From: Maarten Lankhorst <maarten.lankhorst@linux.intel.com>
To: "Thomas Hellström" <thomas.hellstrom@linux.intel.com>,
igt-dev@lists.freedesktop.org
Subject: Re: [igt-dev] [PATCH i-g-t] tests/xe: Add a test for corner cases of eviction.
Date: Wed, 31 May 2023 20:18:40 +0200 [thread overview]
Message-ID: <5f4f3f11-ff4b-c52e-7aa2-72cb670c2cf0@linux.intel.com> (raw)

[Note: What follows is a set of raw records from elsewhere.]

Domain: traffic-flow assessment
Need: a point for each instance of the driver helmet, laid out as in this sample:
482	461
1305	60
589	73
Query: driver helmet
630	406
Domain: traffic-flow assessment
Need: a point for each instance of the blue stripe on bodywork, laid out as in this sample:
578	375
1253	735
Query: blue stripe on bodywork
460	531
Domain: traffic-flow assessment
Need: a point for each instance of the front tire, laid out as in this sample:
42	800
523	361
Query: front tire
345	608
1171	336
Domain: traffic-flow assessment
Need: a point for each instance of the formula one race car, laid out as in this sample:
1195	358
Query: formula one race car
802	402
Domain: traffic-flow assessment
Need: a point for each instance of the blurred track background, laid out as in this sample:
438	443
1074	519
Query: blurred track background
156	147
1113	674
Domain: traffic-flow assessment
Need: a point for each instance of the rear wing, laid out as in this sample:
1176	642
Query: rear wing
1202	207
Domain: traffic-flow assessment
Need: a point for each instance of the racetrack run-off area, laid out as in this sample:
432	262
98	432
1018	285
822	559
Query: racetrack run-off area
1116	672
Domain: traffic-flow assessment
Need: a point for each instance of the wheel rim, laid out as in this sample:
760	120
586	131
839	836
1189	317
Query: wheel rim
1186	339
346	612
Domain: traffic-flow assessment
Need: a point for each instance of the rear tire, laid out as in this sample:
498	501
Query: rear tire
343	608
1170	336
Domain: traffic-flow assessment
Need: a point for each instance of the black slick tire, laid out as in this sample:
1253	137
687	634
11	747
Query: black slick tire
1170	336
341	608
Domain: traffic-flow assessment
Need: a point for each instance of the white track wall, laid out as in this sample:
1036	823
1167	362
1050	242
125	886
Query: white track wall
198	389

In-Reply-To: <a7fe2cd8-9f80-04e1-c23e-cdbada545931@linux.intel.com>
On 2023-05-31 11:53, Thomas Hellström wrote:
> Hi,
>
>
> On 5/30/23 16:55, Maarten Lankhorst wrote:
>> Cc
>>
>> On 2023-05-29 14:48, Maarten Lankhorst wrote:
>>> Gitlab issues 194 and 239 show some corner cases. In particular,
>>> signal handling, pt eviction and losing track of external objects
>>> on the list.
>>>
>>> The patch series to fix those was sent as
>>> https://patchwork.freedesktop.org/series/118428/
>>>
>>> But because it's tricky to reproduce those issues, I had to add some
>>> custom igt's to handle those.
>>>
>>> Signed-off-by: Maarten Lankhorst <maarten.lankhorst@linux.intel.com>
>
> Looks good overall, but It would be great with some more documentation so that if a test fails, it's easier to understand what is failing, see below.
>
>>> ---
>>> tests/meson.build | 1 +
>>> tests/xe/xe_evicted.c | 313 ++++++++++++++++++++++++++++++++++++++++++
>>> 2 files changed, 314 insertions(+)
>>> create mode 100644 tests/xe/xe_evicted.c
>>>
>>> diff --git a/tests/meson.build b/tests/meson.build
>>> index 6551194fe..166937b6c 100644
>>> --- a/tests/meson.build
>>> +++ b/tests/meson.build
>>> @@ -248,6 +248,7 @@ xe_progs = [
>>> 'xe_dma_buf_sync',
>>> 'xe_debugfs',
>>> 'xe_evict',
>>> + 'xe_evicted',
>>> 'xe_exec_balancer',
>>> 'xe_exec_basic',
>>> 'xe_exec_compute_mode',
>>> diff --git a/tests/xe/xe_evicted.c b/tests/xe/xe_evicted.c
>>> new file mode 100644
>>> index 000000000..3f5e6a82c
>>> --- /dev/null
>>> +++ b/tests/xe/xe_evicted.c
>>> @@ -0,0 +1,313 @@
>>> +// SPDX-License-Identifier: MIT
>>> +/*
>>> + * Copyright © 2023 Intel Corporation
>>> + */
>>> +
>>> +/**
>>> + * TEST: Test various eviction and ENOMEM corner cases.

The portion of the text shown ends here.